Als Alternative zum Rx-Versandverbot schlägt Heinrich eine Preisobergrenze für Arzneimittel vor: „Darin ist der Preis nach oben gedeckelt, nach unten kann aber jeder abweichen. Das verhindert eine finanzielle Belastung der Versicherten.“ Eine Höchstpreisregelung fördere den Wettbewerb in den Städten. Dort könne jeder Apotheker über Rabatte entscheiden und „dort, wo es diesen Wettbewerb nicht gibt, hat der Versicherte durch die Preisobergrenze aber die Sicherheit, dass er nicht finanziell überfordert wird“.

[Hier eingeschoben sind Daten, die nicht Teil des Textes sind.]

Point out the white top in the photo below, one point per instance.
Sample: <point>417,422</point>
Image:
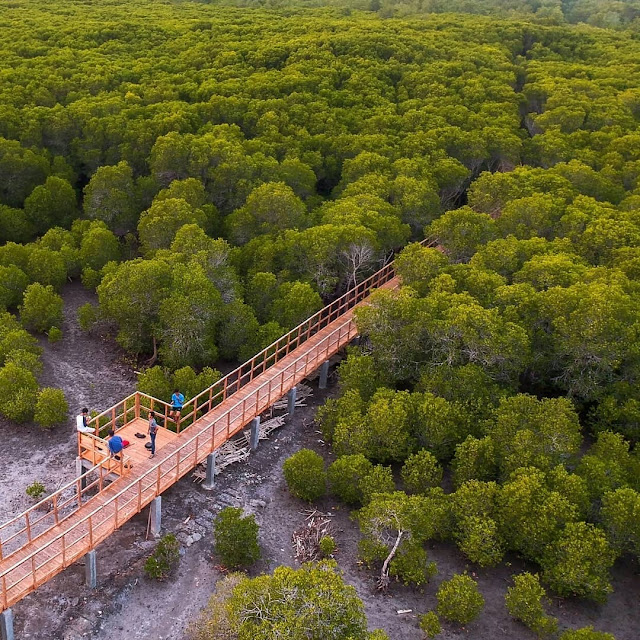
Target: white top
<point>80,425</point>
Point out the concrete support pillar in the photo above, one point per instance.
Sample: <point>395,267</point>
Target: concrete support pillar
<point>255,433</point>
<point>91,569</point>
<point>291,400</point>
<point>210,481</point>
<point>6,625</point>
<point>324,375</point>
<point>156,515</point>
<point>80,470</point>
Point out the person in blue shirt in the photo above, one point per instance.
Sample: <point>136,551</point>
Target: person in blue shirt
<point>153,430</point>
<point>115,444</point>
<point>177,400</point>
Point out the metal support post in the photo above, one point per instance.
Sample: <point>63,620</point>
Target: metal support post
<point>91,569</point>
<point>6,625</point>
<point>291,400</point>
<point>156,515</point>
<point>80,471</point>
<point>210,481</point>
<point>255,433</point>
<point>324,374</point>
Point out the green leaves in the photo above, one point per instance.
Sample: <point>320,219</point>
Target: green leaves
<point>578,562</point>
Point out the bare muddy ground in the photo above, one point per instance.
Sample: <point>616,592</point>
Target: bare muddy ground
<point>92,372</point>
<point>128,605</point>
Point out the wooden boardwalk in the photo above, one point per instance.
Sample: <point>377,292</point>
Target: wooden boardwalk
<point>39,544</point>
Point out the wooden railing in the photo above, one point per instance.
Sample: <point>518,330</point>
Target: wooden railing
<point>55,508</point>
<point>135,405</point>
<point>90,529</point>
<point>113,510</point>
<point>269,356</point>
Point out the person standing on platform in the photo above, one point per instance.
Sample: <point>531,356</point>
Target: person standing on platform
<point>115,444</point>
<point>81,422</point>
<point>153,430</point>
<point>177,400</point>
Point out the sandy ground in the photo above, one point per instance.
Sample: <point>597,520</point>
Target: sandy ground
<point>128,605</point>
<point>92,372</point>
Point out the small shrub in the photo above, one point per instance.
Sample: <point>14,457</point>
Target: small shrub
<point>524,603</point>
<point>236,538</point>
<point>54,335</point>
<point>91,278</point>
<point>327,546</point>
<point>41,307</point>
<point>380,480</point>
<point>51,407</point>
<point>87,316</point>
<point>18,390</point>
<point>421,472</point>
<point>411,564</point>
<point>345,476</point>
<point>586,633</point>
<point>459,599</point>
<point>430,624</point>
<point>36,490</point>
<point>164,558</point>
<point>305,475</point>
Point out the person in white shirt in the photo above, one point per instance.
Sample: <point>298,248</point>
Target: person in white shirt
<point>81,422</point>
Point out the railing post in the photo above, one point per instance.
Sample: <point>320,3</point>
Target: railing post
<point>210,481</point>
<point>255,433</point>
<point>324,374</point>
<point>6,622</point>
<point>90,569</point>
<point>155,515</point>
<point>291,400</point>
<point>28,525</point>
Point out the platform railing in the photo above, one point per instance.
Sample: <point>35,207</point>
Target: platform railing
<point>138,404</point>
<point>194,450</point>
<point>55,508</point>
<point>82,535</point>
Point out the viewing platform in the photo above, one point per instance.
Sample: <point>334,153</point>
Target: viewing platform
<point>67,525</point>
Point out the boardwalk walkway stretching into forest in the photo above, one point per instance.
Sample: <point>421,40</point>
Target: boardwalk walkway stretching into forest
<point>40,543</point>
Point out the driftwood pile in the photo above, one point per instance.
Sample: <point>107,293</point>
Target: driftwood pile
<point>306,539</point>
<point>303,392</point>
<point>238,449</point>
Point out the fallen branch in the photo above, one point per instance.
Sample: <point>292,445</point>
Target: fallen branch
<point>383,580</point>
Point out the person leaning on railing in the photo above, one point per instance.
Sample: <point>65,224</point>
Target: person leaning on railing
<point>153,430</point>
<point>177,400</point>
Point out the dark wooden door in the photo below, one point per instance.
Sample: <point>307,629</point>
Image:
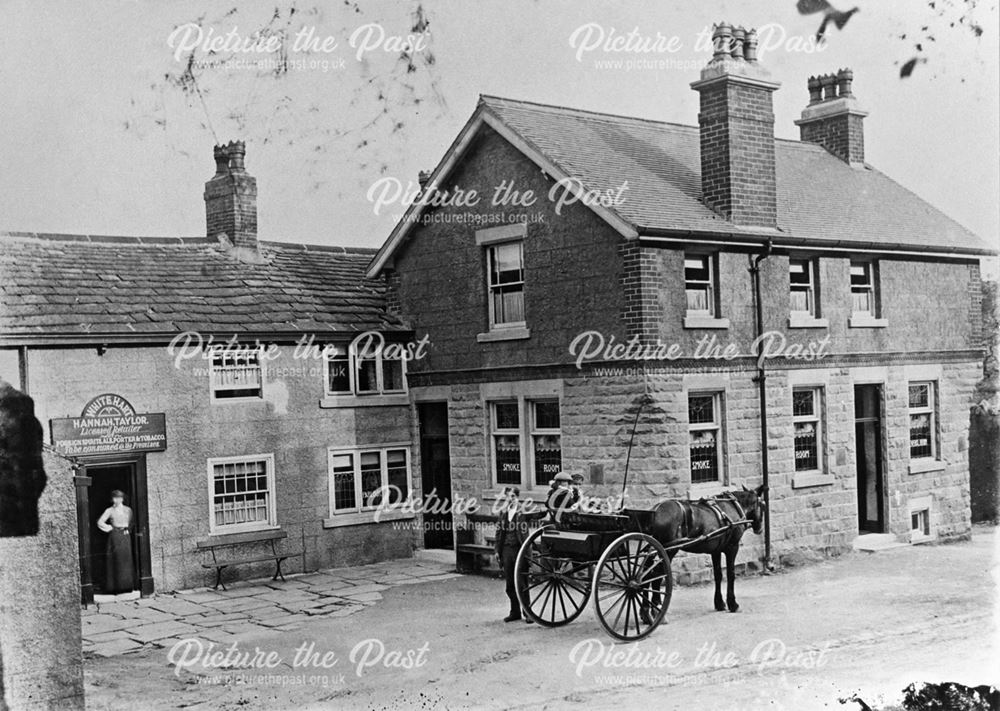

Wenn es durch den Preiswettbewerb nicht mehr attraktiv sei, in der Stadt eine Apotheke zu betreiben, sei es doch eine gute Alternative, eine Apotheke auf dem Land zu eröffnen, wo es kaum Wettbewerb gebe und der Höchstpreis berechnet werden könne. Gedeckelte Höchstpreise in der Fläche und Wettbewerb in der Stadt führe so zu einer besseren Verteilung der Apotheken. Dies sei strukturpolitisch sinnvoll, so Heinrich. Die Monopolkommission und der Sachverständigenrat hätten eine solche Regelung bereits 2006 der Bundesregierung empfohlen. Verhindert haben das laut Heinrich die Apotheker, „indem sie der Bundesregierung stattdessen einen Sparbetrag von 500 Millionen Euro angeboten haben“.